Creating Traditional Style Scallops in Cut Vinyl

note: needless to say if the actual truck panels were very small then you’d probably create and apply the entire pinstripe and scallops all in one. Our diagrams only appear as compact panels for the purpose of the demonstration.
First of all we need a couple of shapes, namely the scallop corner and the pinstripes themselves.
The easiest way to ensure both elements match up exactly when we use them on the truck, is to take them from the same original – like this…
Create your original pinline box with scallop corners on screen (below left), in Signlab this is a simple function called ‘decorative borders’ – in other software packages you may have to create it in a different way. Next draw a couple of boxes, one under one of the corner scallops and the other under one of the ‘straights’ of the pinstripe (below centre). Weld these together with the original decorative pinline using an ‘AND’ type weld (one which leaves only those parts that overlap), this will result in the two elements we need (below right).

Take these two shapes, duplicate and stack them to get the best use from the vinyl…DO NOT apply application tape – just leave them exposed on their backing paper. Be sure to cut plenty of spare pieces too.

On the truck – apply the straight lengths of pinstripe to suit the panel in question. In this way, without regard for the corner scallops, you’re more likely to create the flowing freehand lines that will give movement and style to the individual panels (even if the ones in our diagram are only simple!). Just let the ends run off the panel at this point.

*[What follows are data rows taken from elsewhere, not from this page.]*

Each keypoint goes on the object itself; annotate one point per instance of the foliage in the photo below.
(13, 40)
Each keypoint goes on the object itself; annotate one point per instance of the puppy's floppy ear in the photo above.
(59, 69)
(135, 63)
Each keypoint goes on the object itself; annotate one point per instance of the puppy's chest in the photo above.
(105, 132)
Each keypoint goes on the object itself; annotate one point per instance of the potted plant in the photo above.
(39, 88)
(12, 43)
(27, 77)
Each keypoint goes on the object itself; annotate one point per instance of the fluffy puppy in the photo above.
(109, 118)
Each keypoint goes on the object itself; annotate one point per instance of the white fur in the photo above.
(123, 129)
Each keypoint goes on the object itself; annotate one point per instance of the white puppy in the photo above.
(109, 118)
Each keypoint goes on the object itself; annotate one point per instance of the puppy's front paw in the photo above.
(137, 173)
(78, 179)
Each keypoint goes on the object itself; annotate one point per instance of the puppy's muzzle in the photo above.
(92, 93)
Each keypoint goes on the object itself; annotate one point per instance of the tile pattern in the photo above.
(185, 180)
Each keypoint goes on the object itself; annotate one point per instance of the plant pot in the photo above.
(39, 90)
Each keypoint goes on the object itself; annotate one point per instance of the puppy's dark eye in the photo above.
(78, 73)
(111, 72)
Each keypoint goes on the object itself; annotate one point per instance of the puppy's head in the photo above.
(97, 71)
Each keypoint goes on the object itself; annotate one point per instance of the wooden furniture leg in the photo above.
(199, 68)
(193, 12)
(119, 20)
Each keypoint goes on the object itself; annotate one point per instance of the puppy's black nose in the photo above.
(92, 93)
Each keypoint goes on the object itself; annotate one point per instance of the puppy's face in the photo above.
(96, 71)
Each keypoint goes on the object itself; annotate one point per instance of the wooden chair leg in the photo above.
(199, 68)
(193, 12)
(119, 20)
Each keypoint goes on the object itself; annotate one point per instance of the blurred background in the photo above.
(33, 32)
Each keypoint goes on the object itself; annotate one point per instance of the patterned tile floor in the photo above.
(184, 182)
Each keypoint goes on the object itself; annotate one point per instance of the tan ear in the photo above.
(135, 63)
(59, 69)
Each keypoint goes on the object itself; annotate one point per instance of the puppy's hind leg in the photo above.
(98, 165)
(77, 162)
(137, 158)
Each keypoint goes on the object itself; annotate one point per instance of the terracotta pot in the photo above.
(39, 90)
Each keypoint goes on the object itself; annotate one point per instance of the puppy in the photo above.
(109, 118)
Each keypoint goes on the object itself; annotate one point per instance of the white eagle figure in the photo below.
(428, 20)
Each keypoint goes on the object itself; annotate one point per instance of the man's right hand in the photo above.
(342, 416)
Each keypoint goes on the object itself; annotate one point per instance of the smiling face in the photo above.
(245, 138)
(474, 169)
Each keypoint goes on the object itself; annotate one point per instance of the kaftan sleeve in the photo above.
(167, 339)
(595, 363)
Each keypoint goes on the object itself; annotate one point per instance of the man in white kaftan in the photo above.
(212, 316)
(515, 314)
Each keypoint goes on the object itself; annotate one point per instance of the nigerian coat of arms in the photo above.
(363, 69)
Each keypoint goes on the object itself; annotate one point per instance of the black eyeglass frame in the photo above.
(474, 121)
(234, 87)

Lift one of the corner scallops from its backing paper with the blade of a scalpel (preferably a blunt blade as we don’t want to slice them through). Approaching one of the pinstrip intersections, hover roughly in position. Then, with the tip of a finger, press one of the legs of the scallop into place (below left) and then, guiding the scallop with the blade, place the other leg directly over the other pinstripe (below right). Don’t waste time on this – if it goes down wrong then just scrap it and quickly grab another.

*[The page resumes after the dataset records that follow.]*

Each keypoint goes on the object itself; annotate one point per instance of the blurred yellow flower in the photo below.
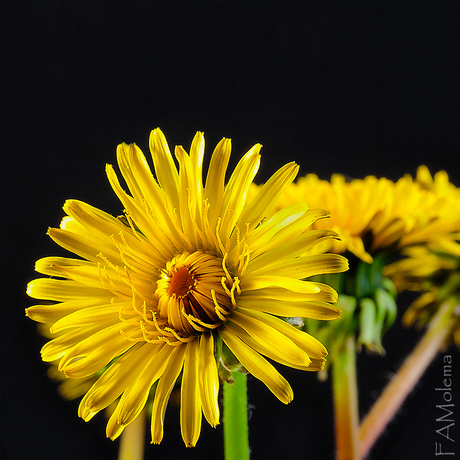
(190, 274)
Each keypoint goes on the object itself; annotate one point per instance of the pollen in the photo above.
(181, 282)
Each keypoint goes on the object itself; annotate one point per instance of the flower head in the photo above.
(188, 270)
(376, 219)
(433, 270)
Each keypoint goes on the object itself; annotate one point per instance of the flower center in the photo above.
(195, 293)
(181, 282)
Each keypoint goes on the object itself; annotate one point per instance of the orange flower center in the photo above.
(195, 293)
(181, 282)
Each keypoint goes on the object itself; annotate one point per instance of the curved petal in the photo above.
(114, 380)
(306, 342)
(190, 405)
(259, 367)
(270, 338)
(209, 379)
(164, 388)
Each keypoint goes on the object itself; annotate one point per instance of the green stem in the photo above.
(406, 378)
(345, 392)
(236, 442)
(132, 440)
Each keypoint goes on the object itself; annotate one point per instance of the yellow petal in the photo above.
(314, 310)
(209, 379)
(306, 342)
(95, 352)
(259, 367)
(165, 168)
(260, 348)
(134, 398)
(52, 313)
(215, 179)
(115, 380)
(289, 248)
(305, 266)
(190, 407)
(269, 192)
(270, 338)
(164, 388)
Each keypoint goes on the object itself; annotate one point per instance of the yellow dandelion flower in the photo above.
(434, 270)
(189, 269)
(375, 219)
(372, 214)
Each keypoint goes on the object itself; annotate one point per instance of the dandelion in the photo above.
(193, 276)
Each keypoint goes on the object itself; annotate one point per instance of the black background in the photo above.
(357, 87)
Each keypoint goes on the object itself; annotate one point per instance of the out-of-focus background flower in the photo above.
(351, 87)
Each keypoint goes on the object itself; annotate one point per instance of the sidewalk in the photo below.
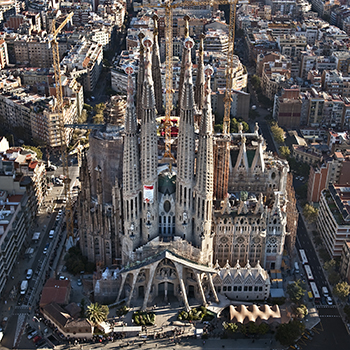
(309, 229)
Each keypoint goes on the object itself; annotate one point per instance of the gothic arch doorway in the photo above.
(161, 289)
(191, 292)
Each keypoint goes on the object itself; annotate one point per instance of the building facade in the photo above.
(168, 215)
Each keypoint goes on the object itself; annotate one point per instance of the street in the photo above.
(19, 309)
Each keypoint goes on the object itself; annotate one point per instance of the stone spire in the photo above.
(258, 164)
(186, 150)
(140, 77)
(131, 164)
(149, 151)
(157, 79)
(205, 176)
(199, 89)
(183, 63)
(242, 159)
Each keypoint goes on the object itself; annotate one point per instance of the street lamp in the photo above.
(35, 319)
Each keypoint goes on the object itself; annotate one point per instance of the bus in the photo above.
(308, 271)
(315, 292)
(303, 257)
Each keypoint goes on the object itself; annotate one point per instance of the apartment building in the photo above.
(25, 163)
(342, 60)
(307, 62)
(291, 45)
(315, 108)
(287, 108)
(35, 51)
(275, 76)
(335, 169)
(17, 212)
(85, 59)
(36, 114)
(306, 154)
(4, 60)
(216, 40)
(333, 220)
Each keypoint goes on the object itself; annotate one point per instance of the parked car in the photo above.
(29, 274)
(36, 339)
(46, 248)
(32, 335)
(329, 301)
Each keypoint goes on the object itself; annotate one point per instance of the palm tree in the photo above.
(97, 313)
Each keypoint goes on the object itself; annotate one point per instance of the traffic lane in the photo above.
(325, 310)
(303, 241)
(9, 334)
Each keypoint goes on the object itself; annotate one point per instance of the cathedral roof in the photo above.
(171, 256)
(167, 183)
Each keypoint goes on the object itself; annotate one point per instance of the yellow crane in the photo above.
(169, 5)
(60, 111)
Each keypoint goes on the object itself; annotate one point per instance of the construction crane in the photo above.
(168, 33)
(59, 110)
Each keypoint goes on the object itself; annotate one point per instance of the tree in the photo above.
(284, 151)
(277, 133)
(342, 290)
(83, 117)
(310, 213)
(296, 291)
(218, 128)
(301, 311)
(230, 327)
(288, 333)
(39, 153)
(97, 313)
(88, 107)
(329, 265)
(235, 124)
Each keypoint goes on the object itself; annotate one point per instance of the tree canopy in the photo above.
(39, 153)
(342, 290)
(97, 313)
(235, 124)
(296, 291)
(284, 151)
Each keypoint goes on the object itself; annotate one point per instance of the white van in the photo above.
(29, 274)
(24, 286)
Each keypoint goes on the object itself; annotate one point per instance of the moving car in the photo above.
(29, 274)
(46, 248)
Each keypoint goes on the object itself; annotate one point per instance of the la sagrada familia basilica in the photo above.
(160, 230)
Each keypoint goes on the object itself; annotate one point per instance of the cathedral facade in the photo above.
(167, 214)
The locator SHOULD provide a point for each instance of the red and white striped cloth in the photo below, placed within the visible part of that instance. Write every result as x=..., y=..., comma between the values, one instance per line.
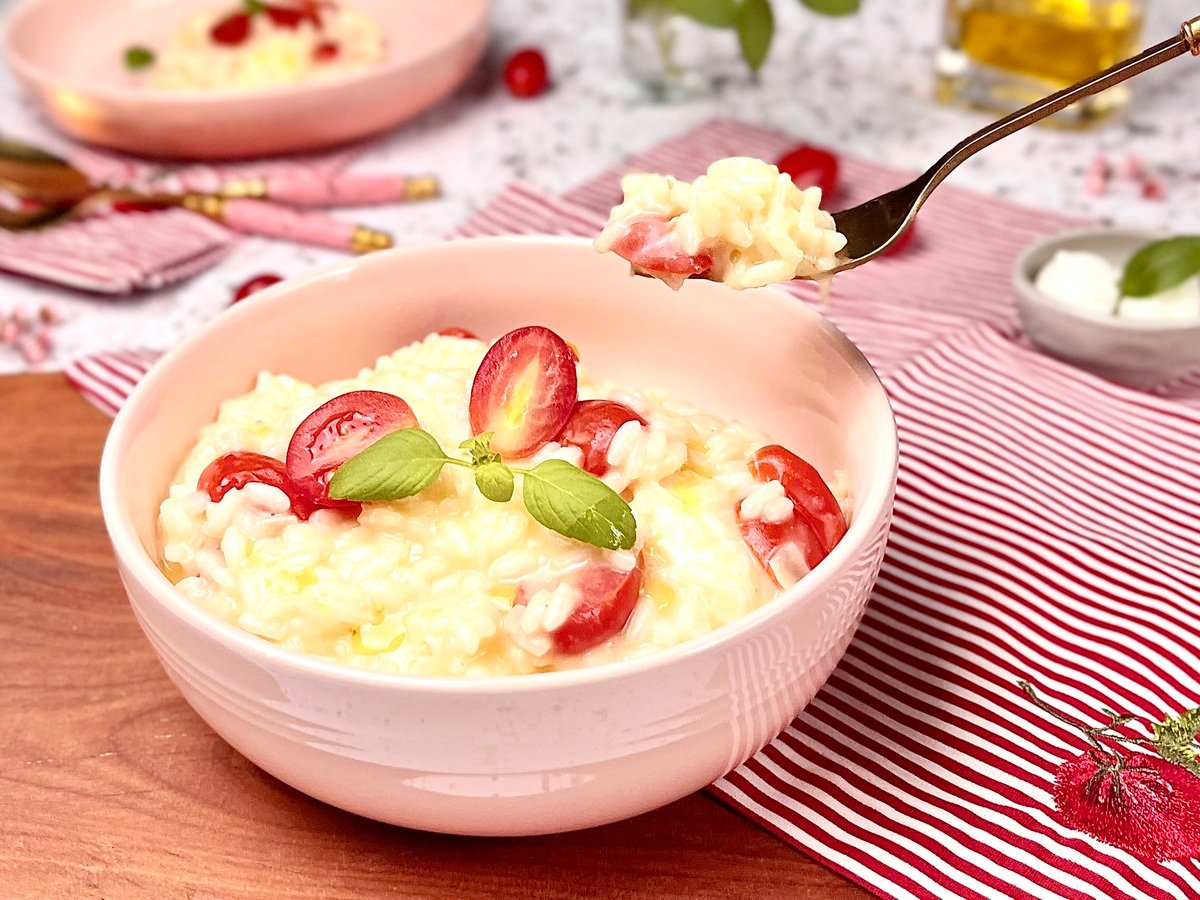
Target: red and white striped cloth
x=1044, y=531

Having done one corner (indicated below left) – proceed to do all four – or as many as the design requires.

Next, and with a SHARP scalpel, remove the excess pinstripe with two light cuts. Use very light pressure, barely cutting the pinstripe at the places shown on the diagram (below left) and tease away the excess vinyl to leave the finished corner shape (below right).

Repeat this for all the corners (below left) and add corner decoration and main panel decoration as required (below right).

The whole process is quite fast. By applying all the pinstripes to all the panels first of all – without any of the corner scallops or other decoration – you can quickly build up a picture of the extent and overall design of the pinstriping. Adding the corners and trimming is then simply a matter of ‘finishing off’. Take plenty of spare scallops and pinstripe, work fast and expect casualties! With a little practice you can bend these soft pliable scallops to fit corners that are considerably more acute or obtuse than 90 degrees.
You can create endless variations on this theme by creating a different ‘master’ from which to take your main elements and customising your additional decoration. In some instances only opposing corners have scallops and where a panel is very slim then the scallops can be placed back to back. Secondary pinstripes can also be added to achieve a different look.

In the following designs, the same scallops have been rotated 180 degrees and finally – four very different yet very simple corner designs, all based on the same scallops…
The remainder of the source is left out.